Banks should invest in branch technology (Part 1)
In the UK alone, 461 bank branches are expected to close in 2017, partly because of changing customer preferences.
This trend has also contributed to the success of the UK’s new challenger banks, which are outdoing their High Street peers in terms of customer satisfaction levels. However, in the US, bank branch visitors are reported to be more satisfied with their in-branch experiences than customers who only use online and mobile banking platforms.
For a number of not always fathomable reasons, UK customers still claim to want easy access to bank branches. Backlash against closures has, in some cases, been strong enough to drive the growth of alternative solutions to cost-cutting, like mobile branches. So, how can banks keep branches economically viable, without the support of US-style fees, but with the added complexity of falling traffic? And what technology is being used by British banks to improve the in-branch experience to maintain footfall?
Firstly, they must uncover and understand what makes a branch attractive to a customer over time. In Australia, for example, a significant percentage of customers say they would permit a price premium if this means they can find the legendary service levels of yesteryear where they were known and loved. We also know that customers are willing to pay to reduce the time and inconvenience of ‘dealing with financial stuff’, and branches can offer salves here every bit as good as technology.
In terms of the delivery of retail banking services, it is critical to combine the technology with ‘expectations of a branch experience’ in an effective and cost-efficient way.
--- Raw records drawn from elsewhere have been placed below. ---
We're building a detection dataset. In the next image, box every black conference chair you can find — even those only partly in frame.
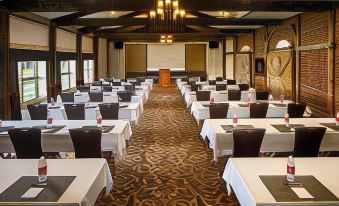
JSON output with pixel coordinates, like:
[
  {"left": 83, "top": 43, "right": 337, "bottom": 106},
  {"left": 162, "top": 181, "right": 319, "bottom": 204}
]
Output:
[
  {"left": 191, "top": 84, "right": 200, "bottom": 92},
  {"left": 215, "top": 84, "right": 227, "bottom": 91},
  {"left": 227, "top": 89, "right": 241, "bottom": 101},
  {"left": 226, "top": 79, "right": 237, "bottom": 85},
  {"left": 117, "top": 91, "right": 133, "bottom": 102},
  {"left": 101, "top": 86, "right": 112, "bottom": 92},
  {"left": 99, "top": 103, "right": 119, "bottom": 119},
  {"left": 238, "top": 84, "right": 250, "bottom": 91},
  {"left": 88, "top": 92, "right": 104, "bottom": 102},
  {"left": 287, "top": 103, "right": 306, "bottom": 118},
  {"left": 250, "top": 102, "right": 269, "bottom": 118},
  {"left": 293, "top": 127, "right": 326, "bottom": 157},
  {"left": 64, "top": 104, "right": 85, "bottom": 120},
  {"left": 208, "top": 80, "right": 217, "bottom": 85},
  {"left": 197, "top": 91, "right": 211, "bottom": 101},
  {"left": 69, "top": 128, "right": 102, "bottom": 158},
  {"left": 27, "top": 104, "right": 47, "bottom": 120},
  {"left": 233, "top": 129, "right": 266, "bottom": 157},
  {"left": 255, "top": 91, "right": 268, "bottom": 100},
  {"left": 209, "top": 103, "right": 230, "bottom": 119},
  {"left": 215, "top": 77, "right": 224, "bottom": 82},
  {"left": 60, "top": 92, "right": 74, "bottom": 102},
  {"left": 8, "top": 128, "right": 42, "bottom": 159}
]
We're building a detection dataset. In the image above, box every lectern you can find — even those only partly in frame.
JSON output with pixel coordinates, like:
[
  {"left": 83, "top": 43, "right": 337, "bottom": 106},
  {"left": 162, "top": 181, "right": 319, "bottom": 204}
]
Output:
[{"left": 159, "top": 69, "right": 171, "bottom": 87}]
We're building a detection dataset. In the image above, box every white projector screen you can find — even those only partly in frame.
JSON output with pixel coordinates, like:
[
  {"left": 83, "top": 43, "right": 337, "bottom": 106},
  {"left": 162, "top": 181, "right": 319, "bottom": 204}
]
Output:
[{"left": 147, "top": 44, "right": 185, "bottom": 71}]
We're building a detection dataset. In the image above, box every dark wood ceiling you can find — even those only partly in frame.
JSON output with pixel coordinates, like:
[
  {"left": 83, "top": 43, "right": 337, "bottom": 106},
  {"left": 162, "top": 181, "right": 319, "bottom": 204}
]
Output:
[{"left": 0, "top": 0, "right": 339, "bottom": 40}]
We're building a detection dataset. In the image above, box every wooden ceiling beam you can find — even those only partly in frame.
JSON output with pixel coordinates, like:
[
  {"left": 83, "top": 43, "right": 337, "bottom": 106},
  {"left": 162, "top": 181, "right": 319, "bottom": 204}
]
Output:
[
  {"left": 7, "top": 0, "right": 339, "bottom": 12},
  {"left": 58, "top": 17, "right": 282, "bottom": 26}
]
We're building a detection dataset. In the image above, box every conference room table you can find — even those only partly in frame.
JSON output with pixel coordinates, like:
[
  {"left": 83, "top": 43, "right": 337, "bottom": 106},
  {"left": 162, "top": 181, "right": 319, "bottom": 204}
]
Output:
[
  {"left": 191, "top": 100, "right": 311, "bottom": 125},
  {"left": 200, "top": 118, "right": 339, "bottom": 161},
  {"left": 0, "top": 159, "right": 113, "bottom": 206},
  {"left": 0, "top": 120, "right": 132, "bottom": 159},
  {"left": 184, "top": 90, "right": 256, "bottom": 107},
  {"left": 223, "top": 157, "right": 339, "bottom": 206},
  {"left": 21, "top": 101, "right": 143, "bottom": 124}
]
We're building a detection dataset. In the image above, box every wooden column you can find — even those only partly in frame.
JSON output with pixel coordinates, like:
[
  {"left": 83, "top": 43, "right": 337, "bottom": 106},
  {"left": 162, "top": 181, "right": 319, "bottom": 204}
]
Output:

In a recent study from Pegasystems, ‘The Future of Retail Financial Services’, senior banking and insurance executives suggested that branch-based avatars, the use of beacons, and facial recognition will all help improve branch customer satisfaction by helping to streamline as well as personalise the branch experience.
The use of beacons can help to ensure more timely assistance and a seamless flow through the premises, by alerting staff when customers enter the branch, while simultaneously analysing customer propensity to use self-service kiosks and ATMs.
By providing staff with tablet technology, banks give them greater flexibility in how they can serve their customers and can make the branch a less formal environment, for example by using them to find information or demonstrate tools to customers. Using technology like tablets contributes to the modern omni-channel experience and can make the activity of banking a more enjoyable and quicker task.